Cleaned sequence data were then aligned to the resulting individual-specific intarget assemblies using novoalign (Li & Durbin 2009) and we only retained reads that mapped uniquely to the reference. We used Picard (http://broadinstitute.github.io/picard/) and gatk (McKenna et al. 2010) to perform realignment. We finally used samtools/bcftools (Li et al. 2009) to generate individual consensus sequences by calling genotypes and incorporate ambiguous sites in the intarget assemblies. We kept a consensus base only when the site depth is above 5X. We masked sites within 5 bp window around an indel. We also filtered out sites where more than two alleles were called. We converted FASTQ to FASTA using seqtk (https://github.com/lh3/seqtk) and masked putative repetitive elements and short repeats using repeatmasker (Smit et al. 2015) with vertebrata metazoa as a database. We removed markers if more than 80% of the bases were Ns. We then calculated read depth of each individual marker and filtered out loci if the depth fell outside 1st and 99th percentile of the statistics. We also eliminated markers if the individual heteozygosity fell outside the 99th percentile of the statistics. The final filtered assemblies of each individual specimen were aligned using mafft (KAtoh & Standley 2013). Alignments were then trimmed using trimal (Capella-Gutierrez et al. 2009). We removed alignments if more than 30% missing data (Ns) are present in 30% of the samples. We also removed alignments if the proportion of shared polymorphic sites in any locus is greater than 20%.

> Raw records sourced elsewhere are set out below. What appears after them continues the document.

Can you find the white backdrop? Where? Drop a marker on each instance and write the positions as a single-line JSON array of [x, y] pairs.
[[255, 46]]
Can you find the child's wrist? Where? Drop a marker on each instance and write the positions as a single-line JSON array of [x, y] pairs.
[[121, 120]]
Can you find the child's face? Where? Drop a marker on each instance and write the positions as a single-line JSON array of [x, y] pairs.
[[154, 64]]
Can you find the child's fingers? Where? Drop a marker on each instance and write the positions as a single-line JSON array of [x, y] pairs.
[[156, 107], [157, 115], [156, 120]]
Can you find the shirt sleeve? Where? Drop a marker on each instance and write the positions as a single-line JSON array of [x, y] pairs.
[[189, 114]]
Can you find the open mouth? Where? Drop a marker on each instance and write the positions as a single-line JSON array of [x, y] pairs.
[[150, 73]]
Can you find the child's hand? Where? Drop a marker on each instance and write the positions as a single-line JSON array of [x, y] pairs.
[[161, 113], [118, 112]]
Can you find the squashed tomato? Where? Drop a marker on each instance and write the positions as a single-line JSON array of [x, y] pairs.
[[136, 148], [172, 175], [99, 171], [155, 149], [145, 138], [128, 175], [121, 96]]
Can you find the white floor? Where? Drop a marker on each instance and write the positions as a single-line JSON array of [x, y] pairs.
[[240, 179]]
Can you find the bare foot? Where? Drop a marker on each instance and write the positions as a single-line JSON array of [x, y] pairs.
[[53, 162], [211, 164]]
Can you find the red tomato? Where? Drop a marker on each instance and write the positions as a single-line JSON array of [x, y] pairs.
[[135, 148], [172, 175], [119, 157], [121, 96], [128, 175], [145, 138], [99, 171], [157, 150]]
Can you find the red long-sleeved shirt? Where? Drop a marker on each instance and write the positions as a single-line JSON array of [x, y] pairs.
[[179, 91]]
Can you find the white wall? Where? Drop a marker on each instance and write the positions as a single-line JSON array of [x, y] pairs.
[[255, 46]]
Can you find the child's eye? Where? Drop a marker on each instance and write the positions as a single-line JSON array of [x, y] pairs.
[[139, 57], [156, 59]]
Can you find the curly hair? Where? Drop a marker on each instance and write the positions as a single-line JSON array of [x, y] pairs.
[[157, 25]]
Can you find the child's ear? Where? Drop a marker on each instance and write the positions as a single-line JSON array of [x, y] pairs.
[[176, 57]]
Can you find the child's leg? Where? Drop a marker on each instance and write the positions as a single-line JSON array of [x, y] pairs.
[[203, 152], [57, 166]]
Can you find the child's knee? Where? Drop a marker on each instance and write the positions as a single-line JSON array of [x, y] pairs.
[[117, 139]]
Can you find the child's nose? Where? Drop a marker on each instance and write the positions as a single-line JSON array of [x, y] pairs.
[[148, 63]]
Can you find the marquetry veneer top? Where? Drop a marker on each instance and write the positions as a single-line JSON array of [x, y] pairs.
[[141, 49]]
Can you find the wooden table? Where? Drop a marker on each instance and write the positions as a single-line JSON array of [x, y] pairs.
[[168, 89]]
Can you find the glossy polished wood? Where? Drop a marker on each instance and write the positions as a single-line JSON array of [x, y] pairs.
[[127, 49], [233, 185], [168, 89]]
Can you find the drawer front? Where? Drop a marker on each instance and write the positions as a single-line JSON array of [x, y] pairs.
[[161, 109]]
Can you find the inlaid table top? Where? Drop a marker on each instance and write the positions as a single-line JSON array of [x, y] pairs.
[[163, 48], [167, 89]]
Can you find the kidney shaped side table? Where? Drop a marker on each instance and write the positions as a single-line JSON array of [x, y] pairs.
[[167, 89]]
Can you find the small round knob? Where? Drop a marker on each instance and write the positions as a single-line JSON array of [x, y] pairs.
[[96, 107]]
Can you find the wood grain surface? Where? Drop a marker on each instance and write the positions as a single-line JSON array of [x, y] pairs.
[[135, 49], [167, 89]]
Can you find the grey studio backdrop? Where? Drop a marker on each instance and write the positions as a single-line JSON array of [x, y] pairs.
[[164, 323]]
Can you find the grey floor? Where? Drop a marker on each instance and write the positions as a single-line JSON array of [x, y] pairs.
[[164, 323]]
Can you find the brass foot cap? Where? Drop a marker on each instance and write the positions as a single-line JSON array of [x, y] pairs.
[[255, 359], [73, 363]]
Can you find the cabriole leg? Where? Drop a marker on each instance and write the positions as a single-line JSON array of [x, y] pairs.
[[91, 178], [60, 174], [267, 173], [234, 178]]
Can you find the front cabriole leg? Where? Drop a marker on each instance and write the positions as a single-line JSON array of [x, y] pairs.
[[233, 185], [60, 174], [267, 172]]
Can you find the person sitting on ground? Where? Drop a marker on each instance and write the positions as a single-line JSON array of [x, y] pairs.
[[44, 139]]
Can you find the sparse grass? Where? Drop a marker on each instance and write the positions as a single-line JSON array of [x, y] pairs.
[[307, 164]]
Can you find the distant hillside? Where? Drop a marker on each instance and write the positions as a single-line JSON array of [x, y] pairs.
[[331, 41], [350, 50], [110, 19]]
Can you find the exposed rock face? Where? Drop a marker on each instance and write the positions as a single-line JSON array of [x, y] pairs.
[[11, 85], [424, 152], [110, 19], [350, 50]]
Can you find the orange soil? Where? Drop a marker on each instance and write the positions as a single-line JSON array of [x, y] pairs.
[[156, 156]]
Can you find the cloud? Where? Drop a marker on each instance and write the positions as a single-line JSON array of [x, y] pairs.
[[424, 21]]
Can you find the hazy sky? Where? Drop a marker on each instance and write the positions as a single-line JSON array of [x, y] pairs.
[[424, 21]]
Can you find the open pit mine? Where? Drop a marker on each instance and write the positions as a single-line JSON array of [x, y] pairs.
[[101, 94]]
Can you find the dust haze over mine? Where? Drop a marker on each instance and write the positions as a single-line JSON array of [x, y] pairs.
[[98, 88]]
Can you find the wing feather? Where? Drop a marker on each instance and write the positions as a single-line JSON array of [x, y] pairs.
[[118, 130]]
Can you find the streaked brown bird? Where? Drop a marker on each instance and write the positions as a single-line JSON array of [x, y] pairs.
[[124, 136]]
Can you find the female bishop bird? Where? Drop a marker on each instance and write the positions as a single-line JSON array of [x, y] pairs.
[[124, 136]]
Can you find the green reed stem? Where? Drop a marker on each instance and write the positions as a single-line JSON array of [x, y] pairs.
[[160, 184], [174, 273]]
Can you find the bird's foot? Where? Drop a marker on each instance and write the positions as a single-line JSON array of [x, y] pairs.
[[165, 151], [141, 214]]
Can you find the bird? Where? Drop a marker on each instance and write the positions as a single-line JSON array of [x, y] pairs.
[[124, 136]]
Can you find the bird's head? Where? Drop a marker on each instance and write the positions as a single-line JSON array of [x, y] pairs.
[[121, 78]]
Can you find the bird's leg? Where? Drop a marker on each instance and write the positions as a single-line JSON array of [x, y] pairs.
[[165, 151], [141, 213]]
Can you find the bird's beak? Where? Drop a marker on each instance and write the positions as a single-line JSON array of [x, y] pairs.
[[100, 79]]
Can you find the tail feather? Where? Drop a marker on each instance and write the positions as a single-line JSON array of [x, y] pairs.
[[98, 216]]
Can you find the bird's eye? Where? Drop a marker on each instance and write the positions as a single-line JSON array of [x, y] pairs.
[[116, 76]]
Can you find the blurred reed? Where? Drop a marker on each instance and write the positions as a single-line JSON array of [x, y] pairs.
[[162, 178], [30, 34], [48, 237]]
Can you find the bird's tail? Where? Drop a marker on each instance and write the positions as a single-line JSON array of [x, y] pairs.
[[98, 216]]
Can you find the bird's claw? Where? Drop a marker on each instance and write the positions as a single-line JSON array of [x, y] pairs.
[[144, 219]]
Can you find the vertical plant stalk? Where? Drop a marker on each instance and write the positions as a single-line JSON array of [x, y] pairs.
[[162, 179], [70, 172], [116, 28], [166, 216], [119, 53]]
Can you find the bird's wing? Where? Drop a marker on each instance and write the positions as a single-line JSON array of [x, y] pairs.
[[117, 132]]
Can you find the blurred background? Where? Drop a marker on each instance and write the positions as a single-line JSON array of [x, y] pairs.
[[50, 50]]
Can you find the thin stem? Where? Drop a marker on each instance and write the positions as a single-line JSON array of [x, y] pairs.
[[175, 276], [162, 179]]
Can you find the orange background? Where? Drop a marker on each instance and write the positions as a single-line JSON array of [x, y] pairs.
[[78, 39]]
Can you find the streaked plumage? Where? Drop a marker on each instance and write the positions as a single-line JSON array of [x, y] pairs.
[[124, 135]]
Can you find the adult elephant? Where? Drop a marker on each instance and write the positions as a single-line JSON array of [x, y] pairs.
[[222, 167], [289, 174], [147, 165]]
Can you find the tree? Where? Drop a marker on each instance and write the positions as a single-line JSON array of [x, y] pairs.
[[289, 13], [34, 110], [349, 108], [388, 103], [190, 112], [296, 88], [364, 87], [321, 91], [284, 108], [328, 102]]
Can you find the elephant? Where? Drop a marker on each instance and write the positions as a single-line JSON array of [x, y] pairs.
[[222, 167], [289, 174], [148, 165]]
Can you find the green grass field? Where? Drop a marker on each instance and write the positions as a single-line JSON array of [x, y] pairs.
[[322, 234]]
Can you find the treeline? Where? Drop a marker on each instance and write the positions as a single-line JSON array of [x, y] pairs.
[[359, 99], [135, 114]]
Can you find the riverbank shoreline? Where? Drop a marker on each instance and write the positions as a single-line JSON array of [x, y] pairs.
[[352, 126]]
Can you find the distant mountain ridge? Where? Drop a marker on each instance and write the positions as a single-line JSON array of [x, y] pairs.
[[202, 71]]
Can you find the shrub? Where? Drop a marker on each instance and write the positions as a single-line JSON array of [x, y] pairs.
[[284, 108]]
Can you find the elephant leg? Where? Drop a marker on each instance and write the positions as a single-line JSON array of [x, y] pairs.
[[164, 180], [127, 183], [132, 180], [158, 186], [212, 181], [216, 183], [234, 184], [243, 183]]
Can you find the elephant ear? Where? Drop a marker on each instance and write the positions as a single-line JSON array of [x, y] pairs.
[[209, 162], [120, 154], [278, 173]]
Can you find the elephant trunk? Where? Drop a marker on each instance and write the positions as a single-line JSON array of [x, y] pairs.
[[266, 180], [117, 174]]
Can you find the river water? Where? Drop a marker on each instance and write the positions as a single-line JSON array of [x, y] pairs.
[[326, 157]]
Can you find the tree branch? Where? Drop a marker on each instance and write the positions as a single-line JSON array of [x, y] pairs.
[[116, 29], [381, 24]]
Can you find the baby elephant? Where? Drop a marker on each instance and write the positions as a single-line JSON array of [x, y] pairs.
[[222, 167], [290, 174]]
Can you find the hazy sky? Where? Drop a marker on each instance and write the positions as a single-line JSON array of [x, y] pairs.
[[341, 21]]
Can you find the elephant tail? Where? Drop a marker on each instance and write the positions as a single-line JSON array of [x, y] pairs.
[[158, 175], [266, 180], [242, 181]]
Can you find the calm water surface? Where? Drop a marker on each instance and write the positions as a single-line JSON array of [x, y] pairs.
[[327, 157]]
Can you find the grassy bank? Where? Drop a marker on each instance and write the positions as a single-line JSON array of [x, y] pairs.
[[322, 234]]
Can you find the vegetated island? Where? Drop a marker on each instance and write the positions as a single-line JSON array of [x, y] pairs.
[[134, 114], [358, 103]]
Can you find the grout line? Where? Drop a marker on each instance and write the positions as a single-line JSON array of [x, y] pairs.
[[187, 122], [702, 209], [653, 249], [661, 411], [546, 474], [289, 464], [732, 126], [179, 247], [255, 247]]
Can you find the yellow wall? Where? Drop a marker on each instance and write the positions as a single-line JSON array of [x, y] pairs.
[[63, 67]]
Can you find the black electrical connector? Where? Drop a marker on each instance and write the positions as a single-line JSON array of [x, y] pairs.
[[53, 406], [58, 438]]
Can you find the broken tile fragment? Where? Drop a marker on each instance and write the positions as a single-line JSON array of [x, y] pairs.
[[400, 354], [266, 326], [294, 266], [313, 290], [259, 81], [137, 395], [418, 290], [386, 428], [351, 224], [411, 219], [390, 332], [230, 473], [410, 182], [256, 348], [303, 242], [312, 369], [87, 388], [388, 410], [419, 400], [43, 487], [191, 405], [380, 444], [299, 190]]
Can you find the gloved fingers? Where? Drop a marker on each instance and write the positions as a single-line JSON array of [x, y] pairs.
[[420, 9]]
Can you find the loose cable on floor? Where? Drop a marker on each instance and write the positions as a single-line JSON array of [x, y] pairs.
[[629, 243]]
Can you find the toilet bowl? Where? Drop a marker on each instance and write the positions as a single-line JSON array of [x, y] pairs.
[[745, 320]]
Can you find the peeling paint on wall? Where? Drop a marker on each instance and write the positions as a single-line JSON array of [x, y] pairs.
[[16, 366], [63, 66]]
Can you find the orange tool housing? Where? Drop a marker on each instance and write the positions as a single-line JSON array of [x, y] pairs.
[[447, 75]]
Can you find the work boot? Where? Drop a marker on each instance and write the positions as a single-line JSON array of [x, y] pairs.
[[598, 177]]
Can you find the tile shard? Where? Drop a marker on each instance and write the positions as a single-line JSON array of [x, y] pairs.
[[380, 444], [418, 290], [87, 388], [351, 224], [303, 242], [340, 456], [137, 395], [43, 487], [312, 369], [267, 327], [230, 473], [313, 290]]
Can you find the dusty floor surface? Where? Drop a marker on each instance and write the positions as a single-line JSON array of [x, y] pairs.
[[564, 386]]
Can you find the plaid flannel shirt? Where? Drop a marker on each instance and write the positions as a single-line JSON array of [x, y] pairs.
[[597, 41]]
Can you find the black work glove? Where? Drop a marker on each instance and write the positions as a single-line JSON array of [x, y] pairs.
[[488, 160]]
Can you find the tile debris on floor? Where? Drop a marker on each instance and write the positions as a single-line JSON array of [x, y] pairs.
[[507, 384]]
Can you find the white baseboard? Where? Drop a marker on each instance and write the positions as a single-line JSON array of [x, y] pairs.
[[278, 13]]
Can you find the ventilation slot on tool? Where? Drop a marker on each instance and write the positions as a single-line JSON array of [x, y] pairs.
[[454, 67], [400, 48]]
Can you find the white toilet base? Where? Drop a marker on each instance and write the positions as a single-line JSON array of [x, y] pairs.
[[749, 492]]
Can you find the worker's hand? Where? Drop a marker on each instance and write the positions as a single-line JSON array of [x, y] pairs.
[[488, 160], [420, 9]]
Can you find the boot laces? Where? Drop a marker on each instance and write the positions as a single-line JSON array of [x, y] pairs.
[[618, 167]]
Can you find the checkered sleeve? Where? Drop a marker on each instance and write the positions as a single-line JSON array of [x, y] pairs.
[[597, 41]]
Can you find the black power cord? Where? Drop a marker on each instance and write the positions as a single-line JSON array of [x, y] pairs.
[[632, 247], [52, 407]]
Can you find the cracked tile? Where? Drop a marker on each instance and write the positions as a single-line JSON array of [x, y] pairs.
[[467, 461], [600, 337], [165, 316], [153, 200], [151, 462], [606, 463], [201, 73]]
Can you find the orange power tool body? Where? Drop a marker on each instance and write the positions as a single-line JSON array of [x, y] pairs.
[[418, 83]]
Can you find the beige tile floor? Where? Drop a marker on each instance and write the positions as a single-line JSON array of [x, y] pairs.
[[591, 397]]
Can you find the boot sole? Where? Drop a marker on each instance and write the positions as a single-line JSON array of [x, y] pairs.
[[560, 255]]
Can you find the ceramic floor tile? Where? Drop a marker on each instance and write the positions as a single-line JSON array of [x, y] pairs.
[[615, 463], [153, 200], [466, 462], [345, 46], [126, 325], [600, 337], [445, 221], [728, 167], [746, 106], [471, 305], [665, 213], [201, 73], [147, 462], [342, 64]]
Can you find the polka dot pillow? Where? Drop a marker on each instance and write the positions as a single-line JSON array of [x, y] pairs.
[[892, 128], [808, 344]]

Availability of Sequence Capture Data Tools. The bioinformatic pipelines of sequence capture data processing are available at https://github.com/CGRL-QB3-UCBerkeley/denovoTargetCapturePhylogenomics.
Sequence Capture Efficiency Evaluation
Sequencing Depth, Duplication Levels, and Pooling Sizes. To evaluate capture efficiency, average per-base sequence depth, or coverage, was calculated separately for the exon sequences and for the flanking sequences of each sample. The coverage at each base pair site for either data set was inferred using the samtools (Li et al. 2009). The per base pair coverage estimates for all sequences (exon or flanking) associated with each transcript (up to 1,260 genes) were averaged, resulting in a set of average coverage estimates across loci. The resulting output of the set of average coverage estimates was used to infer the median, upper and lower quartiles, and range of coverage estimates using samples or genes as factors. These calculations were performed and automated across samples using python scripts and the output was visualized in R. Differences in the levels of coverage were examined using pooling size as a factor. To control for differences in coverage possibly resulting from phylogenetic distance, comparisons were only made among pools of the ingroup genus Hyperolius (160 samples, 28 captures).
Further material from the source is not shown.